# Process plate counts to get ratios of variants in a re-pooled variant library -- repeat

The initial re-pool that I tested probably had some technical errors in setup, leading to noisy data. Here, I repeated that dilution series and infection in duplicate (starting with 12.5 uL virus [4x less than previous replicates] and performing 2-fold dilutions) with both my re-pooled H3N2 2023-2024 library, as well as Andrea's pdmH1N1 2021-2022 library. 

The plots generated by this notebook are interactive, so you can mouseover points for details, use the mouse-scroll to zoom and pan, and use interactive dropdowns at the bottom of the plots.

## Setup
Import Python modules:

In [2]:
import pickle
import sys

import altair as alt

import matplotlib.pyplot as plt

import numpy

import pandas as pd
from os.path import join
import os
import ruamel.yaml as yaml

_ = alt.data_transformers.disable_max_rows()
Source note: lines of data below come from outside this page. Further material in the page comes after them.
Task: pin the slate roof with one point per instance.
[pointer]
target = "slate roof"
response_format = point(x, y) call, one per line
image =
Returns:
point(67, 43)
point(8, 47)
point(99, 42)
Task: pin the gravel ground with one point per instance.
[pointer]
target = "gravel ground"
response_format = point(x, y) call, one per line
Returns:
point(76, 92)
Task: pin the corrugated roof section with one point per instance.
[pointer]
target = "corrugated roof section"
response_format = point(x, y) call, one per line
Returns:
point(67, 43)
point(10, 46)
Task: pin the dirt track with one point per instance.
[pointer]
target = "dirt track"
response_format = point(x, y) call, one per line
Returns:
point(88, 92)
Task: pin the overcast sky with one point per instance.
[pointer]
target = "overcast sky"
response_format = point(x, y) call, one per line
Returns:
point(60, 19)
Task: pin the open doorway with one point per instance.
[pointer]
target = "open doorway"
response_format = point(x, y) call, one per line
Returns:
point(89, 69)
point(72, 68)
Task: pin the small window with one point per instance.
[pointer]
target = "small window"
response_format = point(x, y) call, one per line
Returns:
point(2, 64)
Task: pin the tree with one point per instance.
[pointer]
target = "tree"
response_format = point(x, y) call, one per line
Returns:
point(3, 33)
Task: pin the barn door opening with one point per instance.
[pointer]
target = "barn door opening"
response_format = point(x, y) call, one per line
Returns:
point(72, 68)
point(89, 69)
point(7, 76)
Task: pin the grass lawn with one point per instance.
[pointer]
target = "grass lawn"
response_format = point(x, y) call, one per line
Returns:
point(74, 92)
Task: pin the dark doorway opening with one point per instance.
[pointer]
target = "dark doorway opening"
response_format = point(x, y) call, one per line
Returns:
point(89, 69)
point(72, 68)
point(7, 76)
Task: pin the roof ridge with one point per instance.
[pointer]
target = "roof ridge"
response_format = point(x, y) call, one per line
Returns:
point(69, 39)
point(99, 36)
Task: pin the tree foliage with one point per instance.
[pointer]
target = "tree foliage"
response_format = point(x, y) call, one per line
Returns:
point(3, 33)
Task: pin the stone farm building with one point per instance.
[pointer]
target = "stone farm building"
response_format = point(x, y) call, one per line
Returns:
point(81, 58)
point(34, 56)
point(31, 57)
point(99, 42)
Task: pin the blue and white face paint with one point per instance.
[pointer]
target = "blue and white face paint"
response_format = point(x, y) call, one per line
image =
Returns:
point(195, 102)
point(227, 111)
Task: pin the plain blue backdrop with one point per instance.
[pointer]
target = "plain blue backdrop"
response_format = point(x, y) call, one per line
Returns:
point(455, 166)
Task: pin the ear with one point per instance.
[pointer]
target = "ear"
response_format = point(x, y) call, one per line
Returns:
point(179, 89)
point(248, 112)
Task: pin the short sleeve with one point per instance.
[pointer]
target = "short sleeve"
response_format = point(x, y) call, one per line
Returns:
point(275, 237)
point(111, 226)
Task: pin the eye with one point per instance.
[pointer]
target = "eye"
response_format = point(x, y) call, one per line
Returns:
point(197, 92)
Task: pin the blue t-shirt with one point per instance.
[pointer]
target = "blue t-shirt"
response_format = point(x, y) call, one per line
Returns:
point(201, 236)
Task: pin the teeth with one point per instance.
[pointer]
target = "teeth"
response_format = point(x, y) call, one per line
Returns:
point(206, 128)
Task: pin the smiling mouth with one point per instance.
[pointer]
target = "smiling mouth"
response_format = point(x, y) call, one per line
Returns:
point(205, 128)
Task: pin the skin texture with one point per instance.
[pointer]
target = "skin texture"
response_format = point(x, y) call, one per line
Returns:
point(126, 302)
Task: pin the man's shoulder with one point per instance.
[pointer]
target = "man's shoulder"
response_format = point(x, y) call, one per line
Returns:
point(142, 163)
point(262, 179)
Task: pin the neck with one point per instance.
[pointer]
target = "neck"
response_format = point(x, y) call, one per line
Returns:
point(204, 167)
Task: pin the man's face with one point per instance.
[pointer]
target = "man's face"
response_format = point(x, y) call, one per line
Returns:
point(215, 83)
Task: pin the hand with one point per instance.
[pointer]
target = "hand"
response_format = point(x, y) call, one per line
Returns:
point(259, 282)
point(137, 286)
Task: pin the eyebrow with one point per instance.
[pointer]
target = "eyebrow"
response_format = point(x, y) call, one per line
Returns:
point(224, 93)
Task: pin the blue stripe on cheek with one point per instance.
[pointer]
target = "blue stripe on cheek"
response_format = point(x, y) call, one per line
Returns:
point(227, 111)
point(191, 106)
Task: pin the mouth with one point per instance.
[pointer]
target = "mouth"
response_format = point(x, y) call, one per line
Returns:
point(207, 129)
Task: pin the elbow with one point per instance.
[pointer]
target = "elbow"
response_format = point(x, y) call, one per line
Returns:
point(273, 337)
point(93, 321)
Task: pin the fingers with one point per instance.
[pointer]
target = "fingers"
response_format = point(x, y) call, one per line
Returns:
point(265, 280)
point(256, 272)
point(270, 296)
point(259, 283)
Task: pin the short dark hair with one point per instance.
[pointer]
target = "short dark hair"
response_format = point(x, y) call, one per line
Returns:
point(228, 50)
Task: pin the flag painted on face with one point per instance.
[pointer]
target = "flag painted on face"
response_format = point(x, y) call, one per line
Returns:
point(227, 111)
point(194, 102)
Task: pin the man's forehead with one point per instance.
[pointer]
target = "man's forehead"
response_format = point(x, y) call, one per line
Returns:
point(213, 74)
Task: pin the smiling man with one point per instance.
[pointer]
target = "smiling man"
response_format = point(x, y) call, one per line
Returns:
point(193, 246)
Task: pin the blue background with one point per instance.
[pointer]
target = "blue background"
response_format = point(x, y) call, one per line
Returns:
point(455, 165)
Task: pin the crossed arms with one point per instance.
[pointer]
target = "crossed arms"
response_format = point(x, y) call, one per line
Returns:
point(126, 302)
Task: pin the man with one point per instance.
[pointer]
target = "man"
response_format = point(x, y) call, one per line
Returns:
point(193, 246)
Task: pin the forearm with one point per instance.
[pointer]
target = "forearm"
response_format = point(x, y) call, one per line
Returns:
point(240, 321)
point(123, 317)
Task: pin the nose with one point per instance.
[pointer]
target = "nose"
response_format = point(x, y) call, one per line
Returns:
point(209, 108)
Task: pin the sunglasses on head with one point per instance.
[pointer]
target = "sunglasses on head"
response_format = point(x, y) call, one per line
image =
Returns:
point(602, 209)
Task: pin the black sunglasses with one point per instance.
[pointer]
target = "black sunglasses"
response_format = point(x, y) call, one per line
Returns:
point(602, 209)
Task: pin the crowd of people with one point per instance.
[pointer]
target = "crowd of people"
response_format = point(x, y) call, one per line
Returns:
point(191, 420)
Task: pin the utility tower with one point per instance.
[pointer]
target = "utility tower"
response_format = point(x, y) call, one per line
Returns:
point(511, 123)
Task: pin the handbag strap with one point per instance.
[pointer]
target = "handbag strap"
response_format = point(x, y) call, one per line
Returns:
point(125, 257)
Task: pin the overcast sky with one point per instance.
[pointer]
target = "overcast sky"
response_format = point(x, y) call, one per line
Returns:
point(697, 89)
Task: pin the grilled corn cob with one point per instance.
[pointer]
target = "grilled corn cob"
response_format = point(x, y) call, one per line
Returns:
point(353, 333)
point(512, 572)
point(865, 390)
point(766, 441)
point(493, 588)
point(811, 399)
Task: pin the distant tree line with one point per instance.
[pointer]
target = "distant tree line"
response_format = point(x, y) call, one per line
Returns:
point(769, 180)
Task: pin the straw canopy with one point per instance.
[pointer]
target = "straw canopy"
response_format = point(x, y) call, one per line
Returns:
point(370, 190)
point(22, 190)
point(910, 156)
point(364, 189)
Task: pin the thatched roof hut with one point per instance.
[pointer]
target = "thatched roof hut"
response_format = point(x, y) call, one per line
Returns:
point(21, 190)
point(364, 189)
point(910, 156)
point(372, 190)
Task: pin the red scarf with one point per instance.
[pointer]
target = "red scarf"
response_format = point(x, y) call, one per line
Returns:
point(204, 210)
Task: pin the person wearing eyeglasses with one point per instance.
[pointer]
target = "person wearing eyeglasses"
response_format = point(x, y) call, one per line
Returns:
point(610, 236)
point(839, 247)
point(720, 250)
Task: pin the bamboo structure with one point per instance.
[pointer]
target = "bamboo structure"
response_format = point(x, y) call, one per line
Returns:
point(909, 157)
## Add input data locations
Some of these files are defined as data, and some of these files are generated by running the specified library pooling data as `miscellaneous_plates` through the `seqneut-pipeline`. For details on how these files are generated, see the `README.md' in [https://github.com/jbloomlab/seqneut-pipeline](https://github.com/jbloomlab/seqneut-pipeline)

In [3]:
# Define file path prefix
filepath_prefix = '/fh/fast/bloom_j/computational_notebooks/ckikawa/2024/flu_seqneut_H3N2_2023-2024'

# Viral library contents and barcode IDs
viral_H3N2_library_csv = filepath_prefix + '/data/viral_libraries/2023_H3N2_Kikawa.csv'
viral_H1N1_library_csv = filepath_prefix + '/data/viral_libraries/pdmH1N1_lib2023_loes.csv'
# Neutralization standard set of barcode IDs
neut_standard_set_csv = filepath_prefix + '/data/neut_standard_sets/loes2023_neut_standards.csv'
# All samples included in library poolign sequencing run
# Contains information on library, dilution factor, R1 location
samplesfile_H3N2 = filepath_prefix + '/data/miscellaneous_plates/2024-02-07_H3N2_sampleData_rePool_MOItest.csv'
samplesfile_H1N1 = filepath_prefix + '/data/miscellaneous_plates/2024-02-07_H1N1_sampleData_rePool_MOItest.csv'

# Counts and fates files output by running library pooling samples as miscellaneous plates
platedir_H3N2 = filepath_prefix + '/results/miscellaneous_plates/240207_repool_H3N2/'
platedir_H1N1 = filepath_prefix + '/results/miscellaneous_plates/240207_repool_H1N1/'

# Identify all counts and fates CSVs
count_csvs = []
fate_csvs = []
file_list_H3N2 = os.listdir(platedir_H3N2)
file_list_H1N1 = os.listdir(platedir_H1N1)

for f in file_list_H3N2:
    location = platedir_H3N2 + f
    if "_counts" in f:
        count_csvs.append(location)
    elif "_fates" in f:
        fate_csvs.append(location)

for f in file_list_H1N1:
    location = platedir_H1N1 + f
    if "_counts" in f:
        count_csvs.append(location)
    elif "_fates" in f:
        fate_csvs.append(location)

In [4]:
# Define a samples dataframe using the samples file
samples_df = pd.concat([pd.read_csv(samplesfile_H3N2), pd.read_csv(samplesfile_H1N1)]).reset_index(drop=True)
samples_df.drop(columns=['fastq'], inplace=True)
samples_df['sample'] = samples_df.apply(
    lambda x: '-'.join(x.astype(str)), axis=1
)

samples = samples_df["sample"].unique().tolist()
print(f"There are {len(samples)} barcode runs.")

samples_df

There are 48 barcode runs.


Unnamed: 0,well,serum,dilution_factor,replicate,sample
0,A1,2023rePoolcol1_h3n2,1,1,A1-2023rePoolcol1_h3n2-1-1
1,B1,2023rePoolcol2_h3n2,2,1,B1-2023rePoolcol2_h3n2-2-1
2,C1,2023rePoolcol3_h3n2,4,1,C1-2023rePoolcol3_h3n2-4-1
3,D1,2023rePoolcol4_h3n2,8,1,D1-2023rePoolcol4_h3n2-8-1
4,E1,2023rePoolcol5_h3n2,16,1,E1-2023rePoolcol5_h3n2-16-1
5,F1,2023rePoolcol6_h3n2,32,1,F1-2023rePoolcol6_h3n2-32-1
6,G1,2023rePoolcol7_h3n2,64,1,G1-2023rePoolcol7_h3n2-64-1
7,H1,2023rePoolcol8_h3n2,128,1,H1-2023rePoolcol8_h3n2-128-1
8,A2,2023rePoolcol9_h3n2,256,1,A2-2023rePoolcol9_h3n2-256-1
9,B2,2023rePoolcol10_h3n2,512,1,B2-2023rePoolcol10_h3n2-512-1


## Statistics on barcode-parsing for each sample
Make interactive chart of the "fates" of the sequencing reads parsed for each sample on the plate.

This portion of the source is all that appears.